Our final Myanmar stop was the country's cultural capital - Mandalay. It’s a popular stop on the tourist trail with a walled citade-like palace complex surrounded by a moat, Mandalay Hill with its crowning temple and sunset views, popular crafts district, and many interesting pagodas. Like Bagan, we had to be selective with our single day of sight seeing.
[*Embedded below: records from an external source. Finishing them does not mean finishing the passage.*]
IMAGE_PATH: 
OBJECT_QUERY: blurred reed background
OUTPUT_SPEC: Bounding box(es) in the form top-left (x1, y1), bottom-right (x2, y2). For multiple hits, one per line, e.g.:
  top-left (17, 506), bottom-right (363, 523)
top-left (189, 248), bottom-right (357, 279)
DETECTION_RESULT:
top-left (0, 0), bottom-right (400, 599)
We started with a fascinating look at Mahamuni Phaya. It is a rather non-descript temple except for on exquisite feature. A 13-foot gold seated Buddha. But there are lots of equally impressive Buddhas across Southeast Asia. What makes Mahamuni unique is the volume of gold leaf that has been lovingly rubbed on to the statue by devout worshipers. I common practice, this image now has a bumpy 6+ inch layer of gold as high as the pious can reach. Believed to be 2000 yrs old, the knobbly lower region is contrasted by the perfectly polished (and off-limits to rubbing leaf) face. In fact, monks reverently polish the face and brush the Buddha’s teeth each morning.
Next we made our way through the bustling crafts district. We visited the gold pounders’ quarter, where gold is still pounded into leaf by hand.
Around noon we made our way to Mahagandhayan Monastery to see the 500+ monks lining up with their alms bowls for lunch. It was very cool to see, experience, and photograph but it has become a bit of a tourist spectacle.
In the afternoon we made a stop at Shwenandaw Kyaung, an intricately carved teak monastery.
Next, Kuthodaw Pagoda to see the world’s biggest book. The “book” consists of 729 stone tablets, each about four feet tall, inscribed on both sides, and housed in its own white chedi. Taken together, the rows upon rows of white chedis are an impressive sight.
We finished our day, as most tourists do, atop Mandalay Hill. Unfortunately for us we had rain and overcast, so no sunset.